Now when I populated same amount of data on sql server express, with same schema and same amount of associated objects. without index, sql server executes the same query which includes joins in 35ms. With index it takes 0ms :|.
All tests were performed when db servers were warmed up.
Though, I'm still very satisfied with RavenDB's performance, I'm curious if I am missing something or RavenDB is slower than a relational database?
Sorry for my poor english.
Thanks
UPDATE
Ayande, I tried what you suggested, but when I try to define the index you sent me, I get the following error:
public Index_OrdersIndex()
{
this.ViewText = #"from doc in docs.Orders
select new { Items_Price_Amount = doc.Items(s=>s.Price.Amount), Items_Quantity = doc.Items(s=>s.Quantity), Date = doc.Date }
";
this.ForEntityNames.Add("Orders");
this.AddMapDefinition(docs => from doc in docs
where doc["#metadata"]["Raven-Entity-Name"] == "Orders"
select new { Items_Price_Amount = doc.Items(s => s.Price.Amount), Items_Quantity = doc.Items.(s => s.Quantity), Date = doc.Date, __document_id = doc.__document_id });
this.AddField("Items_Price_Amount");
this.AddField("Items_Quantity");
this.AddField("Date");
this.AddField("__document_id");
this.AddQueryParameterForMap("Date");
this.AddQueryParameterForMap("__document_id");
this.AddQueryParameterForReduce("Date");
this.AddQueryParameterForReduce("__document_id");
}
}
error CS1977: Cannot use a lambda expression as an argument to a dynamically dispatched operation without first casting it to a delegate or expression tree type
Davita,
The following index generate ~8 million index entries:
from doc in docs.Orders
from docItemsItem in ((IEnumerable<dynamic>)doc.Items).DefaultIfEmpty()

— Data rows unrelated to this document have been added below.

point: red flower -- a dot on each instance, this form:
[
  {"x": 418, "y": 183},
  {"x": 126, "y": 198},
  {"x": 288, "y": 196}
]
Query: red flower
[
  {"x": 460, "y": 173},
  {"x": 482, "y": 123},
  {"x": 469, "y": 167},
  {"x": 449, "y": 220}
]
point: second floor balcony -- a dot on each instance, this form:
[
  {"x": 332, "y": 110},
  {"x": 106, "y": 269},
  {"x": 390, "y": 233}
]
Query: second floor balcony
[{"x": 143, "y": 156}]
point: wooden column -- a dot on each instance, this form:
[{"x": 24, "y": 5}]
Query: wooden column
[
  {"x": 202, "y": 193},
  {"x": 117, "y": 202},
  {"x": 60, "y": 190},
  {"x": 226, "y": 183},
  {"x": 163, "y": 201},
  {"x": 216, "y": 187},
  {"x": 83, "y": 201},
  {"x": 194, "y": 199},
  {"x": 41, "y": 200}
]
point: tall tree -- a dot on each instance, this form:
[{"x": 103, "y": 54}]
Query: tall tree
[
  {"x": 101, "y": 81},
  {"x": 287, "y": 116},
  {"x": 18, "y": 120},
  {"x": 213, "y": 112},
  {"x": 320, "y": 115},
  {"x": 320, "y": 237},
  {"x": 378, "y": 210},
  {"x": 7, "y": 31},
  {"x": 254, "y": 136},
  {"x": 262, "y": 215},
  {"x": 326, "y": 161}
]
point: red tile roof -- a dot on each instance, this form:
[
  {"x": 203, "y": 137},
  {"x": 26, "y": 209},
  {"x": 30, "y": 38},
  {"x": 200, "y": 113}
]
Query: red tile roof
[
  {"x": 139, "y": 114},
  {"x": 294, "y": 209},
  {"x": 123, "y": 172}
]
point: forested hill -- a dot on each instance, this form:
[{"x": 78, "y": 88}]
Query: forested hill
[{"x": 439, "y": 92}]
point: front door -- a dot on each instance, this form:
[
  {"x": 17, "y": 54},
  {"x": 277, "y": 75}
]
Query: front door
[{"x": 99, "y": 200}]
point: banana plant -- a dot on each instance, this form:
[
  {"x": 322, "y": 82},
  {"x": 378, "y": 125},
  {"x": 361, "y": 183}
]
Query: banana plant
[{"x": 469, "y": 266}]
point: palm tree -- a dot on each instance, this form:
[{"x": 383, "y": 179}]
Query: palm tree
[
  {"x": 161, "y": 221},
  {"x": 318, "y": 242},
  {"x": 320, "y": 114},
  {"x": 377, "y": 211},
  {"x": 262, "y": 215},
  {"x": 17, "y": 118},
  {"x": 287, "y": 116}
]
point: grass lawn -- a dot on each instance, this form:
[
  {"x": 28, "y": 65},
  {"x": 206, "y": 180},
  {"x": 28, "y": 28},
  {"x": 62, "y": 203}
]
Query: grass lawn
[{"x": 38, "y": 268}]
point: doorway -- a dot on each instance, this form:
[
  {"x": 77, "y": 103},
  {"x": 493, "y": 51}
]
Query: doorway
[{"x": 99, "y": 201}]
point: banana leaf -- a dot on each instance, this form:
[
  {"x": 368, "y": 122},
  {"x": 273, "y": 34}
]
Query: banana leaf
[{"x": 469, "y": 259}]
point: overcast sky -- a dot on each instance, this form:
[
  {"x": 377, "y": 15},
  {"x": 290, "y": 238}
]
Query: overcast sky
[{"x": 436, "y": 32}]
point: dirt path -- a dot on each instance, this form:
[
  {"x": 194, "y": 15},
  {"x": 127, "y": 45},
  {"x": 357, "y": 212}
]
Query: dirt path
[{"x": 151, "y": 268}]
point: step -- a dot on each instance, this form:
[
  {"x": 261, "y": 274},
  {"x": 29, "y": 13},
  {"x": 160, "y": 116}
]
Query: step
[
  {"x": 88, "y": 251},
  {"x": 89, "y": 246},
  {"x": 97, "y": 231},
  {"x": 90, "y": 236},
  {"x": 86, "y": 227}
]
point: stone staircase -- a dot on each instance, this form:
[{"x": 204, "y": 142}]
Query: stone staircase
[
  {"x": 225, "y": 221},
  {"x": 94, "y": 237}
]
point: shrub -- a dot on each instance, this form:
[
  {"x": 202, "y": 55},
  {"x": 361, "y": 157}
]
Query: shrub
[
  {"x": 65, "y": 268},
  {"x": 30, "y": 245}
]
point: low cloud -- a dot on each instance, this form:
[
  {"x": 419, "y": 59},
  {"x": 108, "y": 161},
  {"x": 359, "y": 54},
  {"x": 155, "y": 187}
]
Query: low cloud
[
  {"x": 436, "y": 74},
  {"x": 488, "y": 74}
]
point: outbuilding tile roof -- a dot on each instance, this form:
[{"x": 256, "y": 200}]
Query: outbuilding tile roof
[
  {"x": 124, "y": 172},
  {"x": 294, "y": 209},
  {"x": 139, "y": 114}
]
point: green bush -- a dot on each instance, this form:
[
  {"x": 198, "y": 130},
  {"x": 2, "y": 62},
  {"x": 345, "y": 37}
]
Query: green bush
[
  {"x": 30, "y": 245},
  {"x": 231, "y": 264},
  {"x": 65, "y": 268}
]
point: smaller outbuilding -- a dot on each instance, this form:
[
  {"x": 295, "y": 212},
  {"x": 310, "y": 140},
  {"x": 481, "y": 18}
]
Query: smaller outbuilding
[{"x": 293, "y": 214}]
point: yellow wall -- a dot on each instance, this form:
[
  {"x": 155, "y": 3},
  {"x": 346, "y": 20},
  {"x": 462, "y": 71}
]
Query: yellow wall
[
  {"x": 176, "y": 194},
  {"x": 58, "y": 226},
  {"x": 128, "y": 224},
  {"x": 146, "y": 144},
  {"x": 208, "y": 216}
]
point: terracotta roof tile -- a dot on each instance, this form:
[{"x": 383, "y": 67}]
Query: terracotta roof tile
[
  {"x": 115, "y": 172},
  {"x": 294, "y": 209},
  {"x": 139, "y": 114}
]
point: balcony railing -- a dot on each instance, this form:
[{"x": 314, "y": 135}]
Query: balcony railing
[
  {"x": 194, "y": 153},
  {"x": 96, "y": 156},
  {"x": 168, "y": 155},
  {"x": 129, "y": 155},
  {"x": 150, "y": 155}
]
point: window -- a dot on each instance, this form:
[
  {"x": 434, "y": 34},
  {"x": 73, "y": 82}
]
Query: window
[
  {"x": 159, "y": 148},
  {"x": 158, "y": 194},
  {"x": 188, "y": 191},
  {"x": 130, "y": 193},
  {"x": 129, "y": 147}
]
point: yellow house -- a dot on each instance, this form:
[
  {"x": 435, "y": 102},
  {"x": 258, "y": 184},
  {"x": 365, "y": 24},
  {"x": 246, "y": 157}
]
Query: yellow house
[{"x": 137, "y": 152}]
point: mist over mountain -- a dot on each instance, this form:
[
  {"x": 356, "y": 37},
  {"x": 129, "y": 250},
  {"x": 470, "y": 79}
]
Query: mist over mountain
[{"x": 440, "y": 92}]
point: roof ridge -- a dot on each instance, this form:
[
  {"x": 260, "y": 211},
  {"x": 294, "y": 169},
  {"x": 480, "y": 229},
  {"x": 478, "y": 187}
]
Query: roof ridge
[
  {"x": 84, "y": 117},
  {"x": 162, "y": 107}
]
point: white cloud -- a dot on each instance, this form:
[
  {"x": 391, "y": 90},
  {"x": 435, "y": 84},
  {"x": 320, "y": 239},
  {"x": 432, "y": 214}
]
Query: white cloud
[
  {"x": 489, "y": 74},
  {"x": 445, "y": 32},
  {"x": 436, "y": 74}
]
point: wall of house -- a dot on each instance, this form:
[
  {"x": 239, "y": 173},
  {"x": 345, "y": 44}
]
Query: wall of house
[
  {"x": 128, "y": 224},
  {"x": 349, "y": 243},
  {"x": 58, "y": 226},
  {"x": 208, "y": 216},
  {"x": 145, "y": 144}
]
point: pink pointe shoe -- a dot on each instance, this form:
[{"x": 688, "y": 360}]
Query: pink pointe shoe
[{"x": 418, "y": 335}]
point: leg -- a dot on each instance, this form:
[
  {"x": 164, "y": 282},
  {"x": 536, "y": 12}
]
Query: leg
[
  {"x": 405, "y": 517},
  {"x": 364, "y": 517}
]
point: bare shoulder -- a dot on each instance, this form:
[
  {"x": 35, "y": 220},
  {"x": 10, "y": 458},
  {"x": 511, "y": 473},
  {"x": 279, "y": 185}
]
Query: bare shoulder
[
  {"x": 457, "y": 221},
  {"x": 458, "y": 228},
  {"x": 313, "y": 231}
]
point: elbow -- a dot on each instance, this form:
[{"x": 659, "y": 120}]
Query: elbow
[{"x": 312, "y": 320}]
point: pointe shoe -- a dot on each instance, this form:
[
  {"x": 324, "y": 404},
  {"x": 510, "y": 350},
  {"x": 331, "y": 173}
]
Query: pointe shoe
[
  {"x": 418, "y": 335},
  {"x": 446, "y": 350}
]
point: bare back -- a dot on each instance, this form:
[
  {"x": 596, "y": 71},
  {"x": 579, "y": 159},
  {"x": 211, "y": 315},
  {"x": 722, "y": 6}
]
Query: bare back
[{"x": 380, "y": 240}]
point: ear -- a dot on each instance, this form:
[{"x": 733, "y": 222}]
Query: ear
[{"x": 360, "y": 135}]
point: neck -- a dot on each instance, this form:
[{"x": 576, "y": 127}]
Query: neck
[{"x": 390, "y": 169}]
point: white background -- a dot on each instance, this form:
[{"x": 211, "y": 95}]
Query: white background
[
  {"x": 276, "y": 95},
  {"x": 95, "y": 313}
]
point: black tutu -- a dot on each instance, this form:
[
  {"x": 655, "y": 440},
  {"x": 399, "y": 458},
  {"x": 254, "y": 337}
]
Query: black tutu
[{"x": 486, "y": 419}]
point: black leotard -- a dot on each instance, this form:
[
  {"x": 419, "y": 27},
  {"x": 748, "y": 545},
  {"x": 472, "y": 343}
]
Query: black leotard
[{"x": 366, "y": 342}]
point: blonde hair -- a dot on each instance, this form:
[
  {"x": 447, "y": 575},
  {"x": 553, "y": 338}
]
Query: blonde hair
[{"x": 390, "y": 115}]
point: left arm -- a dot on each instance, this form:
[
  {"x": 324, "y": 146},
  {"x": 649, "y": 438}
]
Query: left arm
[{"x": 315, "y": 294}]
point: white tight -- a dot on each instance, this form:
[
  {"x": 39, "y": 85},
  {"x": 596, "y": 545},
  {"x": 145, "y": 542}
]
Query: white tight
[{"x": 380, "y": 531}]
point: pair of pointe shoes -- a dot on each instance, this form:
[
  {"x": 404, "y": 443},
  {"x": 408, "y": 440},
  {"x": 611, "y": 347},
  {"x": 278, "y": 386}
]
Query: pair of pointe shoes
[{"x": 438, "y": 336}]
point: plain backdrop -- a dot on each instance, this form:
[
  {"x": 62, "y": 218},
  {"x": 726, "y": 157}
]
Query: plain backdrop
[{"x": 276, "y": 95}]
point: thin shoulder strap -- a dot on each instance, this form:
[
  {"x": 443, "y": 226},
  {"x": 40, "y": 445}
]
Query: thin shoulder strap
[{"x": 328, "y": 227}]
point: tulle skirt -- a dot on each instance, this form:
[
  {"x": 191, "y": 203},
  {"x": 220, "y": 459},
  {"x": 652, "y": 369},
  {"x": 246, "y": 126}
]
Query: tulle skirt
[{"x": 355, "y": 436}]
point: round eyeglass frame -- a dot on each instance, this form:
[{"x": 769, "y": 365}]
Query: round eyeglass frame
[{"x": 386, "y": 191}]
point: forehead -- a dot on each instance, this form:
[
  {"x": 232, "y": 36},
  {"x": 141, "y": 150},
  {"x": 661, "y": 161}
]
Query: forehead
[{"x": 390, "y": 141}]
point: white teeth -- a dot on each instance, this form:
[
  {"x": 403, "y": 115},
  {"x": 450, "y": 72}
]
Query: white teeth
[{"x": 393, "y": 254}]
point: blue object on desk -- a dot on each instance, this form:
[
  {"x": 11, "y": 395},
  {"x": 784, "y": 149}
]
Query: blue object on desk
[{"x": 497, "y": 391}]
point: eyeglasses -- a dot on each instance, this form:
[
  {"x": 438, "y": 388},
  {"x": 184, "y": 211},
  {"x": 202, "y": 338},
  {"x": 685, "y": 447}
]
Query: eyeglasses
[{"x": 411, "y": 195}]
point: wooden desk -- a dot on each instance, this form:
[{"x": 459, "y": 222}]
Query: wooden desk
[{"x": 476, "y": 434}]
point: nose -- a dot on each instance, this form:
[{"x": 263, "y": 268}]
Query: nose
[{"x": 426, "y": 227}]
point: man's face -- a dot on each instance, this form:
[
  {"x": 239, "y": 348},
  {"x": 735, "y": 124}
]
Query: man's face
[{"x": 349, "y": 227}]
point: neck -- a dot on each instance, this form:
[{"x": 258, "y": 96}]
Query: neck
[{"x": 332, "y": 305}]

select new { Items_Price_Amount = docItemsItem.Price.Amount, Items_Quantity = docItemsItem.Quantity, Date = doc.Date }
This one generates far less:
from doc in docs.Orders
select new { Items_Price_Amount = doc.Items(s=>s.Price.Amount), Items_Quantity = doc.Items.(s=>s.Quantity), Date = doc.Date }
And can be queried with the same results, but on our tests showed up to be about twice as fast.
The major problem is that you are making several range queries, which are expensive with a large number of potential values, and then you have a large number of actual matches for the query.
Doing an exact match is significantly faster, by the way.
We are still working on ways to try to speed things up.